Monday, February 7, 2011

Where's the E*trade Baby?

8 Ways To Enjoy the Super Bowl for the Anti-Football Fan

1.Eat. Wings, pop, pretzals, little weiners; drown your boredom in fun-size snacks.

2.Try to identify the player's tattoos.Is that Elmo on a bicep I see?

3.Laugh at the players. Its quite funny if you think about it. A bunch of grown men (many with unfortunate hair) running up and down a field in canary spandex and stuffed shirts. What sane man would go into a sport where they replay slo-mo shots of you being dog-piled by a bunch of 300 pound men? Not to mention all that slo-mo quivering flesh. Yuck.
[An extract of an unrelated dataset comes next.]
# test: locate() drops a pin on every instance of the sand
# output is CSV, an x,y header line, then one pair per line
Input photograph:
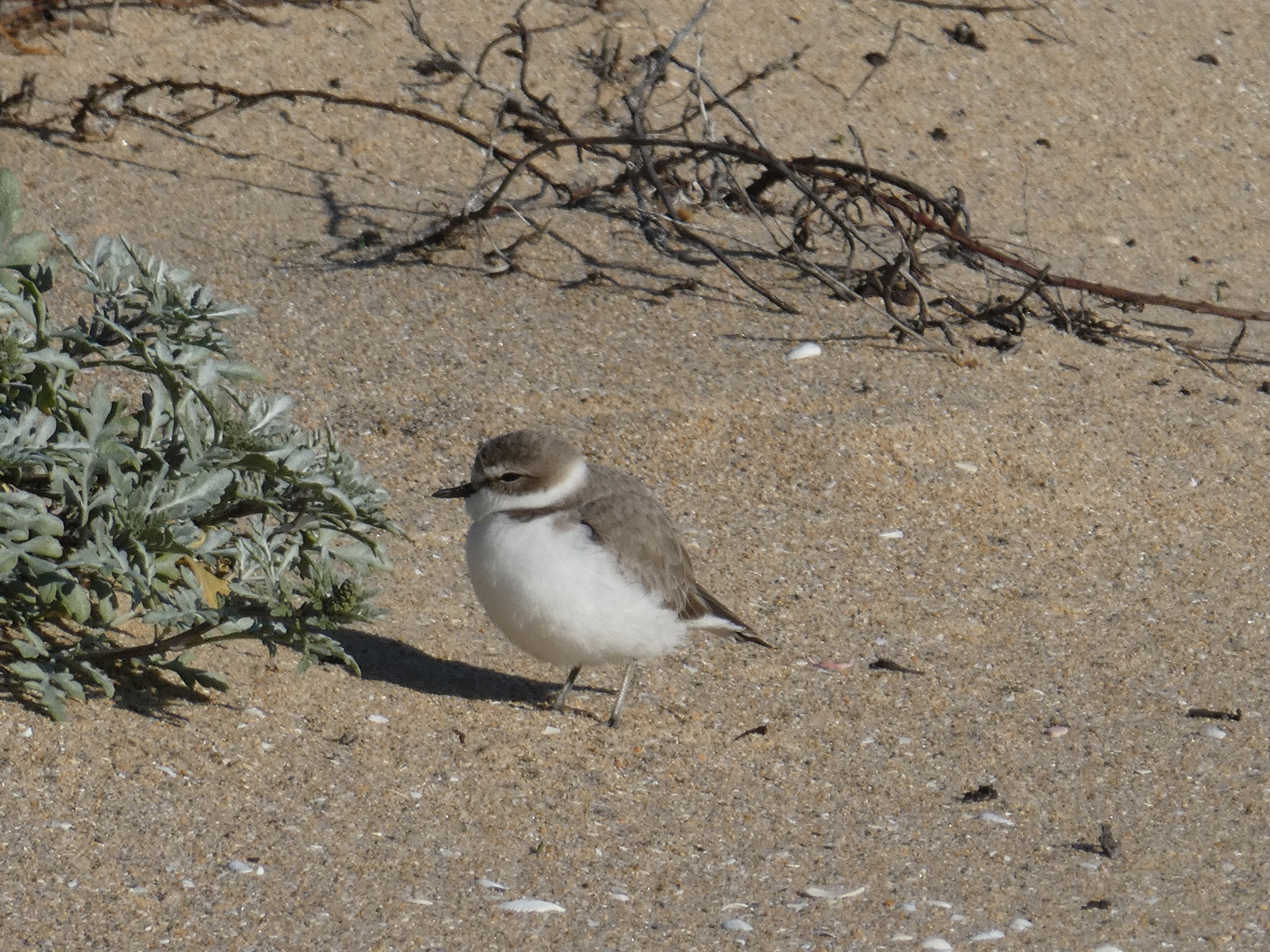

4.Try to imitate the announcer's voice and narrate the game yourself. "Welcome back, Ladies and Gentleman, to the 46th Super Bowl! (46? Maybe i'm wrong...) The green men in stretchy-pants are hogging the ball and a man from the white padded shirts team is crying in the corner. He might also have a broken femur. Now all the men are lining up with their rears in the camera, crouching and having a staring contest with the other team. OOO! Someone must have blinked because everyones charging each other. People are getting knocked down, twisted, and sat on right and left. Why can't they just share the ball? These men are millionares! Surely one of them could buy their own football. Wait, wait! A guy with really long hair (is he INSANE? this is football, not a hippie convention) is running towards that little colored rectangle at the end of the field. He crossed a little white line. Everyone is happy. He has now DROPPED the ball and is convulsing in what I beleive is referred to as a "victory dance". This is so confusing. Just a minute ago the player wanted the football so much that he was risking grevious injury for it, but when he gets the ball he just drops it! Forget this. Lets watch some commercials now."

5.Find Waldo: Football Edition. Just look into the crowd of screaming fans and either find waldo or the weirdest fan.

6.Steal the remote and change the channel. Who wouldn't want to watch Psych instead of football? Warning: You will be screamed at and possibly tackled for changing the channel by any football loving male(s) in the room.

7.Throw small missiles at the enemy football players. Chocolate wrappers are esp. effective.

8.THE COMMERCIALS! The best (...and sometimes worst) commercials, ads, and trailers are played during the super bowl. My personal method is to read during the game, pause to watch commercials, laugh, read when game comes back on, etc. Its like the creamy filling of a Twinkie.

Check out some of the best commercials:


E*trade Baby:

Darth Vader:


Well, thats all I can think of at the moment. Go!